This Michael O'Hare piece on engaging with the physical world is worth a read. It's a riff on a Michael Pollan article bemoaning that we spend more time watching cooking shows than we do cooking, but it goes beyond that to talk about fixing cars, working on the house, etc.
I'd take it even further and throwing making music into the mix as well. Assembling a bookshelf from Target is not "building furniture", and playing a CD is not "playing music", but I've heard people use those phrases. Microwaving a box is not making dinner, either, I suppose I should point out.
Now that the kid is eating real food, Christie and I (mostly Christie, some of you might be surprised to hear) have been cooking almost every night. We do it because we want her to be healthy, and to have a healthy relationship to food as she grows up, certainly, but some of it is that peculiar idealism that comes with being a parent. Sure, we believe it's better to cook than to eat out, that it's better to read than to watch TV, etc., but when it's just us, it's easy to get lazy and take shortcuts. Now that we have a kid, we're trying harder to walk our talk.
And it feels good to make meals somewhat from scratch (we're not exactly grinding our own flour), just as it feels good to build a piece of furniture, or make a quilt from scraps. For Christie and I both, part of the joy of doing those things is that it ties us into a tradition. We learned to cook from our mothers and grandmothers, and had parents and grandparents that were more likely to be out doing than inside watching.
But there's a tension as well. Watching Ask This Old House and reading Fine Homebuilding have definitely raised my comfort level in taking on projects in completely new areas. Watching America's Test Kitchen and The Minimalist podcasts have introduced me to new techniques and flavors that I never would have tried if they weren't showing up on my Tivo.
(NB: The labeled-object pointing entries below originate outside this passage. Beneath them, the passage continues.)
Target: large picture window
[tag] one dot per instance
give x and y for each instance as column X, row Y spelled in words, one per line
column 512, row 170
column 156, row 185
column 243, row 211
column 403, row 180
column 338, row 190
But I also have to throw a little love at the Tivo. I remember back in the day when a Saturday afternoon meant choosing between watching home improvement shows and doing home improvement projects. Now, I can save a cooking show, watch it while I cook, and pause it when I need to. I can work on the house all day on a Saturday, then watch Tom Silva fix a rotting threshold while I'm taking a lunch break. Having a DVR makes it a lot easier to use these shows as a reference, not just entertainment.